Prior to the final, Korea raced New Zealand in the semifinals, where a last-minute sprint in the final lap allowed it to finish 0.71 of a second ahead.
“It’s a little disappointing because our goal was to win gold,” Lee Seung-hoon said after the race. “But we won silver because they [Chung Jae-won and Kim Min-seok] did a great job. I’m very thankful.”
Though Korea expected to face the Netherlands, which held both the world and Olympic records, in the final, instead it was Norway that won the semifinal, finishing a good 1.38 seconds ahead of the Dutch. Norway’s time of 3 minutes and 37.08 seconds in the semifinals was good enough to set a new Olympic record.
With another medal finish, Lee has won his fourth Olympic medal. This is the most number of medals won among Asian athletes at the Winter Olympics. The mass start today will be Lee’s last chance to win a medal.
“I still have another race so I’ll try harder,” Lee said on Wednesday. “We fell behind toward the end of the race. Silver is still a very special medal to us. Since we have two days until the mass start race, there shouldn’t be any problem recovering.”
Since European speed skaters traditionally dominate in long-distance races, Lee’s success has set him apart from Korea’s other long-track speed skaters.
Lee’s gold in the 10,000 meters and silver in the 5,000 meters at the 2010 Vancouver Games were the biggest surprise, as no other Asian athlete had ever won either event. At the 2014 Sochi Olympics, Lee finished 12th in the men’s 5,000 meters and fourth in the 10,000 meters. He managed to win a silver medal in the team pursuit, but his disappointing results discouraged him from skating.
But when the mass start race was officially added to the Olympics, Lee changed his mind. Since he started his skating career as a short-track speed skater, mass start, which is raced in a format similar to short track, has always been a category Lee was confident in.
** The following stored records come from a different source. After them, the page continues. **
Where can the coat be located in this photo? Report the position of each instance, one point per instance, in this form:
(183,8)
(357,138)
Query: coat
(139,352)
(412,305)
Though Lee claims his success is down to luck, his brand of luck comes from tough daily training. Lee starts his day at 5 a.m. and practices for 10 to 11 hours a day, only breaking to eat and sleep. When Lee injured his right leg at the International Skating Union (ISU) World Singles Speed Skating Championships in February, he did not take a break from training.
“I get tired of training but I do it every day,” Lee said back in March. “Even when I don’t think I can, I go to the rink and rest there.”
While Lee may have led the other two skaters to race as a team, he often found that he also had to train hard to make sure he didn’t fall behind. Racing along Kim and Chung, who are more than ten years younger, Lee’s leadership led to another success for the national team.
Not only was there a huge gap in age difference, there was also a huge difference in their levels when they first started training together - Lee was already a veteran and Kim and Chung were rookies.
Kim won his second medal in PyeongChang while Chung became the youngest member of the Korean national team to win a medal at the Olympics. Upon completion of the team pursuit race, Kim is now done with his Olympics.
“It was a great experience competing in the Olympics hosted in our country,” Kim said. “I’ll work harder until the Beijing Olympics.”
Although Wednesday’s race was Chung’s first time on the Olympic stage, he said the fans’ cheers helped him significantly as it allowed him to overcome his nerves before the race.
Along with Lee, Chung will compete in the mass start race tomorrow.